Em declarações à imprensa, Sóstenes disse ser vítima de perseguição judicial e afirmou não ter receio das investigações. “Quero dizer que essa investigação é mais uma investigação para perseguir quem é da oposição. Não tem nada de contrato ilícito, não tem nada de lavagem de dinheiro”, declarou.
Sobre o dinheiro apreendido, o deputado sustentou que os valores são lícitos. “Sobre o valor encontrado em minha residência, trata-se de recurso lícito da venda de um imóvel de minha propriedade. Dinheiro de corrupção não aparece lacrado, identificado e recolhido oficialmente na sua residência. Quem quer viver de corrupção bota em outro lugar”, afirmou.

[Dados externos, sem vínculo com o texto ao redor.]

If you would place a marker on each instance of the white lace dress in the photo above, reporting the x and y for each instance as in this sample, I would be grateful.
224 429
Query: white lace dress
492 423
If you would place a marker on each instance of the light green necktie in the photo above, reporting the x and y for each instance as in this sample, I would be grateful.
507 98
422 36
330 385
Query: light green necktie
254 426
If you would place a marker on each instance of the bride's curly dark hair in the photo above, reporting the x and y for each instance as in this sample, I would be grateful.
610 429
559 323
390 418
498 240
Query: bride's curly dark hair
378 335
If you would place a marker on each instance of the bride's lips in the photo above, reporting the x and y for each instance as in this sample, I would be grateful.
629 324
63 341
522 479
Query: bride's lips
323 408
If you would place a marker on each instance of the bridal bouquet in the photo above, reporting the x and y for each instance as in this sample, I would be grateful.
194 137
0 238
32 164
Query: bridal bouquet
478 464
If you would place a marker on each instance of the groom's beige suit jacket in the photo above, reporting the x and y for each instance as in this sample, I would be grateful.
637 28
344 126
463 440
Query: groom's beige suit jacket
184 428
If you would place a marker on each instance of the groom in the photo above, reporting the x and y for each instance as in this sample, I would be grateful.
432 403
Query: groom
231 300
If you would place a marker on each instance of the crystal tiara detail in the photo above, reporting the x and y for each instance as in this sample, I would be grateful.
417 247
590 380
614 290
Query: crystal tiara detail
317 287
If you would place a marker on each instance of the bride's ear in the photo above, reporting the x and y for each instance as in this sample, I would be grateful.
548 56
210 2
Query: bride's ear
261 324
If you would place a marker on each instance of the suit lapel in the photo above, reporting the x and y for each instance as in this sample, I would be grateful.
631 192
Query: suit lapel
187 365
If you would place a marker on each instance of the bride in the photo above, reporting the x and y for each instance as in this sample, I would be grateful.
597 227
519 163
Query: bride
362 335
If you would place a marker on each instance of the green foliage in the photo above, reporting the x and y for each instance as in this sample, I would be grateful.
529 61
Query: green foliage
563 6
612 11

A operação da Polícia Federal apura a suspeita de contratos irregulares de aluguel de veículos custeados com recursos da cota parlamentar. Sóstenes também comentou as suspeitas de lavagem de dinheiro relacionadas a esse tipo de contrato e comparou seus gastos aos de outros parlamentares. Segundo ele, “tem deputados da esquerda que alugam carros da cota parlamentar, que pagam R$ 7 mil, alguns até R$ 8 mil reais”.
Ainda em sua defesa, o líder do PL fez críticas a outros agentes públicos. “Diferente de Lulinha que deve explicação, o vice-líder do Senado [Weverton] que também deve explicações, Lula que blinda a convocação na CPMI, nenhum deles bota a cara para a imprensa. Eu não tenho nada a temer e vou dar explicações necessárias para o esclarecimento do caso”, declarou.
Dados da investigação indicam que os deputados federais Sóstenes Cavalcante e Carlos Jordy gastaram, juntos, mais de R$ 742 mil em cotas parlamentares com aluguel de veículos entre janeiro de 2023 e dezembro de 2025. Contratos supostamente falsos com locadoras estão entre os principais alvos da operação deflagrada nesta sexta-feira.
Durante as diligências, a Polícia Federal encontrou R$ 430 mil em espécie em um flat onde Sóstenes se hospeda em Brasília. Questionado sobre o montante, o parlamentar reiterou a explicação de que o dinheiro é resultado da venda de um imóvel adquirido após 2022. “Trata-se de venda de imóvel de minha propriedade, dinheiro de corrupção não aparece lacrado em sua residência. Vendi um imóvel, o imóvel foi vendido com dinheiro lícito”, disse.
Sóstenes afirmou ainda que recebeu o valor recentemente e que não realizou o depósito bancário por causa da rotina intensa de trabalho. Segundo ele, houve um “lapso” diante da correria do dia a dia. O deputado voltou a dizer que não tem nada a temer no inquérito.
Em outra declaração, o parlamentar criticou a atuação da Polícia Federal e mencionou a esposa do ministro do Supremo Tribunal Federal Alexandre de Moraes. “Eu fico impressionado é como a Polícia Federal não quer investigar a esposa de um ministro do Supremo Tribunal Federal que tem um contrato com um banqueiro de R$ 129 milhões”, afirmou.